Amber Blevins 3/13/12

The last day of volunteering wasn’t necessarily the most rewarding and it wasn’t the least either. We worked for a long time, and had a lot of work to do, but it wasn’t the hardest work that we have done. We were sorting miscellaneous things such as hair supplies, tooth brushes and tooth paste, and other things like that. We were told how the food bank has around 27,000 hours of time donated to them a year on average. In a way, that made me kind of feel like we weren’t needed as much; I mean, 27,000 hours is a lot of time. I started feeling like our time could have been spent better at a place that doesn’t get so much volunteer work. However, when she said, “but without volunteers, we wouldn’t be able to keep this place running.” Those 27,000 hours work into about 11-15 jobs that the food distribution group doesn’t have to pay salary for. So the more I think about it, the more I realize something. The way I had been thinking, about other place needing our time more, I’m sure others have thought about too, which would be discouraging the amount of volunteer hours the food distribution gets. If more and more people began thinking the way I was thinking, it would eventually lead to the distribution group to not be able to function without hiring more people, which I’m sure they cannot afford.
After we ate dinner, we went back to the building and our second task to start checking the expiration dates on medicine and tossing whatever had expired. That little job right there was probably the hardest thing I have had to do all week. There were a lot of medicines that could have been kept to help people that really need it. Children who need cough drops could have definitely used the ones that “expired” in December of 2011. However, according to code and policy, any medicine that is dated any time prior to January 1, 2012, had to be tossed out because it was considered expired. Well, there was certainly more medicine tossed than kept, let me tell you. Of course, some of It needed tossed out. According to companies’ and random people’s donations, apparently one man’s literal trash is another man’s treasure. It was still sad to me that so much of that medicine could have been used. The employees knew it could still be used, but they can’t break code or policy just in case, because were they to give out expired medicine and something bad happen, I’m sure many major legal issues would arise.

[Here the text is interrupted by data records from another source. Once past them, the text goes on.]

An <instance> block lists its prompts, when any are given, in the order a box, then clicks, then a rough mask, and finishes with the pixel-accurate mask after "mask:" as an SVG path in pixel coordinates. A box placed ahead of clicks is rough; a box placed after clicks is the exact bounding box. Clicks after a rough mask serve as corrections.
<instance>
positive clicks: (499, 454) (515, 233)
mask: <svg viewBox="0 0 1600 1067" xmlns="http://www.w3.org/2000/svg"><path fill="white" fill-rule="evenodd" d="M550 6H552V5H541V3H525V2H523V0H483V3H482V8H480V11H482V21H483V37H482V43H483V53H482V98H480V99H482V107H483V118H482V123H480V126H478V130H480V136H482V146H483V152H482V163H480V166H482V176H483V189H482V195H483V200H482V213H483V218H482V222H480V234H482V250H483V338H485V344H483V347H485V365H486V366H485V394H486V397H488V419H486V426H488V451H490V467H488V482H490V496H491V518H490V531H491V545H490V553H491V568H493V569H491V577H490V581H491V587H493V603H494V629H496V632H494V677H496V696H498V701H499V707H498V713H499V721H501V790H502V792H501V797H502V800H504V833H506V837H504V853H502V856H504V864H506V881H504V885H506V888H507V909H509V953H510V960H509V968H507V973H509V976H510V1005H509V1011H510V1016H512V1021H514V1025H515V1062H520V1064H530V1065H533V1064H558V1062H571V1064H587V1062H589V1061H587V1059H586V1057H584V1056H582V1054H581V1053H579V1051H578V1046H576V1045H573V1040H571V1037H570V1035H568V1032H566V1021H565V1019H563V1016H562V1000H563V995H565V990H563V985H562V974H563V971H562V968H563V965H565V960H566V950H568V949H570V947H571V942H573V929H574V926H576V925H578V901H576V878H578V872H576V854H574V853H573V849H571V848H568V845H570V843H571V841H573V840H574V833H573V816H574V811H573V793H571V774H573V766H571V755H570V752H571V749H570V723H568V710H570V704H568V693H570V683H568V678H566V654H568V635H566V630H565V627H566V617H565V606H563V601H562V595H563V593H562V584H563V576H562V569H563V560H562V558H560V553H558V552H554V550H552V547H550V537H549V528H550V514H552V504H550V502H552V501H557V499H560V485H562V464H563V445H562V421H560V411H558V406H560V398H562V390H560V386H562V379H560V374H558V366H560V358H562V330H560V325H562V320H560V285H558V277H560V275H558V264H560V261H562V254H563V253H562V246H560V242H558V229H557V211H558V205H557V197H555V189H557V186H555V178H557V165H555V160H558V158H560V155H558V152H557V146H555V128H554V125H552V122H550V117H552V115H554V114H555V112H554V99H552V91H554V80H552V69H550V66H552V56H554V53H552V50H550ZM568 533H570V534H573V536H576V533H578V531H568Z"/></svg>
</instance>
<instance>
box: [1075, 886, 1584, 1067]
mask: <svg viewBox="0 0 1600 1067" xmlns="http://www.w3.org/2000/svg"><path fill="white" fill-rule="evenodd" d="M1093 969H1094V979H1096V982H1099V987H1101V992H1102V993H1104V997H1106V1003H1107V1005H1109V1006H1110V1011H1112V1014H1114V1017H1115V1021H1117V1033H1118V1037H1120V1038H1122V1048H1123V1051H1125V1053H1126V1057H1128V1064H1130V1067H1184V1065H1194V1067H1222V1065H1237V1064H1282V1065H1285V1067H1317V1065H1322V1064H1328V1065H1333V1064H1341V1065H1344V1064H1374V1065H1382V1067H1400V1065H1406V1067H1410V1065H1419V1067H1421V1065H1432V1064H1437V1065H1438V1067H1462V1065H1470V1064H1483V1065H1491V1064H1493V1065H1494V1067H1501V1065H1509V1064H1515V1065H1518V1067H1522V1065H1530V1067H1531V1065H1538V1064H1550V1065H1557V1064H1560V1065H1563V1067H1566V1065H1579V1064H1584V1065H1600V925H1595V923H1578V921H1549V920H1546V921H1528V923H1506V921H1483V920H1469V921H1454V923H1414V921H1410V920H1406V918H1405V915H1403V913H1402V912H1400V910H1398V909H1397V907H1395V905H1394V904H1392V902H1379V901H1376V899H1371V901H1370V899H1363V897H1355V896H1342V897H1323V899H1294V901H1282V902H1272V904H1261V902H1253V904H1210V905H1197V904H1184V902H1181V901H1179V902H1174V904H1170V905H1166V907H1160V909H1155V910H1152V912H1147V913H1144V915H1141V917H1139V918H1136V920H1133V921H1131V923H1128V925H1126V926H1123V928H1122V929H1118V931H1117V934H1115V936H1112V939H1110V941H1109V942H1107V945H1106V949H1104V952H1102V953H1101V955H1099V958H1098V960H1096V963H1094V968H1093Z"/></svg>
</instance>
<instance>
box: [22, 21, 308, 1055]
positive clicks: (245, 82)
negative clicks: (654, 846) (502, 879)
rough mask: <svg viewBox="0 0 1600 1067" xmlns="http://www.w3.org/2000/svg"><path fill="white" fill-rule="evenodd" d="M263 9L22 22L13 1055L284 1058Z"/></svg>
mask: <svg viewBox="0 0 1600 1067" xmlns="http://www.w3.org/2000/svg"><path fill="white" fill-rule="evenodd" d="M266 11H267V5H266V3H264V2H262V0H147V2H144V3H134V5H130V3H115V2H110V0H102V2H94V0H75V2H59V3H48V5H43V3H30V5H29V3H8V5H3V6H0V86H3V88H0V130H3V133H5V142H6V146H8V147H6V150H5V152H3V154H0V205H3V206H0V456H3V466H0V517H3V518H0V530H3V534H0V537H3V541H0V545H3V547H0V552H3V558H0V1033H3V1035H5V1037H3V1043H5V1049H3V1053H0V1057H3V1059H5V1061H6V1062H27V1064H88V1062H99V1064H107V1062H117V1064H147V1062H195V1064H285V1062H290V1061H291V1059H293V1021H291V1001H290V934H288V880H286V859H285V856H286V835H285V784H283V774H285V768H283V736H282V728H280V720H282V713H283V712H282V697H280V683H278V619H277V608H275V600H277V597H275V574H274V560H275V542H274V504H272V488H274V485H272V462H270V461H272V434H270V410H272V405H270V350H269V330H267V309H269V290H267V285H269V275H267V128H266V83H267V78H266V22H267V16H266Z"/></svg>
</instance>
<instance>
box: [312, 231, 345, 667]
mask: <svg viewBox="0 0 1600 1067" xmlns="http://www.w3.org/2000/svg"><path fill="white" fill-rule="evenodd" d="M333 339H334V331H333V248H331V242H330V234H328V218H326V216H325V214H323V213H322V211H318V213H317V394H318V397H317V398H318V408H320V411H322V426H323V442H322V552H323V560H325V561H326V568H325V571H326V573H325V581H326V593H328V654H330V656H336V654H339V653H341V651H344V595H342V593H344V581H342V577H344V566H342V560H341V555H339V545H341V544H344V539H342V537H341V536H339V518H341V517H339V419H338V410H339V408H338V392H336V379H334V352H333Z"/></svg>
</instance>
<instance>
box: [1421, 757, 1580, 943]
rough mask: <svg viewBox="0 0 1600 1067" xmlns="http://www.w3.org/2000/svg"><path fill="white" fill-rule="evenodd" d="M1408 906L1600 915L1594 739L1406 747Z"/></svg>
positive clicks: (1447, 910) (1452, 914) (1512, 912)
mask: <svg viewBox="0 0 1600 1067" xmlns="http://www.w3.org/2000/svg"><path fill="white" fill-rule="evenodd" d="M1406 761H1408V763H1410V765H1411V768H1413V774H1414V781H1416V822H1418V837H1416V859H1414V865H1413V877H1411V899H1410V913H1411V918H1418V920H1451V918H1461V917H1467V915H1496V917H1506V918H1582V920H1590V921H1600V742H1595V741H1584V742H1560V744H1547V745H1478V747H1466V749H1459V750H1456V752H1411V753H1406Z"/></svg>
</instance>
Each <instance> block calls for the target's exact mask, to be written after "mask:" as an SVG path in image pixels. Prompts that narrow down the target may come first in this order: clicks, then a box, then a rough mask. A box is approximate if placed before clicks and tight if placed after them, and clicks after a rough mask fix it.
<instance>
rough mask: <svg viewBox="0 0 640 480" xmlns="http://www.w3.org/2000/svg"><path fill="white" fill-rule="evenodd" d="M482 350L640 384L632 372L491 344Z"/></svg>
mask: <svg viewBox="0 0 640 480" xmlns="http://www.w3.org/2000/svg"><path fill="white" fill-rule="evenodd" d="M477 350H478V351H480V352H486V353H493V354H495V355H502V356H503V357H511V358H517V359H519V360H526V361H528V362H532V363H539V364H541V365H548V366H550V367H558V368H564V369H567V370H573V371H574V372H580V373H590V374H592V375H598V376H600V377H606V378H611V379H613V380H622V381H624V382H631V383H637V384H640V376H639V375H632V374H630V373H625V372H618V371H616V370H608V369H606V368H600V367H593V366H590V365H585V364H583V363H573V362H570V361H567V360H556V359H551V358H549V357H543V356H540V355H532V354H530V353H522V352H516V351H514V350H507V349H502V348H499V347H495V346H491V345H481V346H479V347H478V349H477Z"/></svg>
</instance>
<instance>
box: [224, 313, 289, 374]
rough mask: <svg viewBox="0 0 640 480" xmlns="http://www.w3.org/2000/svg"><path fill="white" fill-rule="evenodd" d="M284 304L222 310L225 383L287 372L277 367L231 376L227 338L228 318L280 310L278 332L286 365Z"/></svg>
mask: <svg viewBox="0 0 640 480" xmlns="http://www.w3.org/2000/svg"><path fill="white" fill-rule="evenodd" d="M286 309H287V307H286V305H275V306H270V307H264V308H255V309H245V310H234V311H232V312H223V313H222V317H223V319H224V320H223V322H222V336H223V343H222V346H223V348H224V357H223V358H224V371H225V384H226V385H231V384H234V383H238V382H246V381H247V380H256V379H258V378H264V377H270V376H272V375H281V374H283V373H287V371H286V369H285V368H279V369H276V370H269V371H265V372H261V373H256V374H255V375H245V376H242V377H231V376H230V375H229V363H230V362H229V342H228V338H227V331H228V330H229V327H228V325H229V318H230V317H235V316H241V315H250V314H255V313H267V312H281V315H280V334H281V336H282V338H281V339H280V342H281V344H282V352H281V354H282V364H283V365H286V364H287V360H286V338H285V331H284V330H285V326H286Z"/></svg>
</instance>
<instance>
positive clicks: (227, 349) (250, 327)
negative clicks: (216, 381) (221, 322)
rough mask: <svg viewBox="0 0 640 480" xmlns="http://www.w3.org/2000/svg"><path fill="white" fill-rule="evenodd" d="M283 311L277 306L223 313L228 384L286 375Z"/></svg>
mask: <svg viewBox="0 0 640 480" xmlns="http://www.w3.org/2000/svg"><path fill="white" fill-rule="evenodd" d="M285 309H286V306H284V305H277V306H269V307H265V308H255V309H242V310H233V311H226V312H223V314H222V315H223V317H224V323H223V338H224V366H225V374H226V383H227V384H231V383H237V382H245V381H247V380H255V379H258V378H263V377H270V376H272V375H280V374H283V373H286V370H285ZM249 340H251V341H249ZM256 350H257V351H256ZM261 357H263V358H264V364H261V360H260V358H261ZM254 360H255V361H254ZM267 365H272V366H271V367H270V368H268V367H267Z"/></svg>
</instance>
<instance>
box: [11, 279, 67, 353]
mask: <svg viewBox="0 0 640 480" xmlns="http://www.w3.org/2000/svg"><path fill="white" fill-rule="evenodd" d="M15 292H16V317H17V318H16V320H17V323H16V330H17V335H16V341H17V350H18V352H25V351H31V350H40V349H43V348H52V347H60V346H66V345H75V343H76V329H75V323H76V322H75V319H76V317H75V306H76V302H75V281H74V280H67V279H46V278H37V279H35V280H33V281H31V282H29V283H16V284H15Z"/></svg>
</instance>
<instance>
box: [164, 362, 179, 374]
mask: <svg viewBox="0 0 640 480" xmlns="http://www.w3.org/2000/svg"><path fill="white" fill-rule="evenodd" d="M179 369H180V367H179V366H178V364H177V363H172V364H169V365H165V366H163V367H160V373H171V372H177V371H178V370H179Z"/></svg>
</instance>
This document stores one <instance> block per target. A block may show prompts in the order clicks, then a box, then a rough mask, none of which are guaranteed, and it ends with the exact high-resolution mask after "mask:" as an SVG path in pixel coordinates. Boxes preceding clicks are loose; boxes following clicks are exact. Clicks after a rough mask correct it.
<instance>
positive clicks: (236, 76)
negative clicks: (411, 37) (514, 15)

I think that we have all learned a lot since we’ve been volunteering on the trip. I know that my roommate, Morgan, and I really want to start volunteering more around Princeton. It’s a rewarding feeling that you can’t exactly explain. The only way you can know what I’m talking about is if you’ve done a hard day’s work for someone or a group of people that you do not know and that you may never meet. You aren’t completely aware of their situation and you don’t even know their names for the most part. All you need is the physical abilities to do the work that they do, the mental ability to realize that no matter how tedious the work, you’re helping someone in need, and the emotional ability to care enough that you’re fine with not getting paid or recognized. I do not see world peace all of the sudden revolutionizing anytime soon, but I truly, truly believe that people volunteering more (all that they can, in fact) is the absolute first step towards coexistence, world peace, and true joy around the earth. I’m sure I sound like a hippie, but if that’s what a hippie sounds like to you, maybe we should all bring that era back around and try to be what the world needs.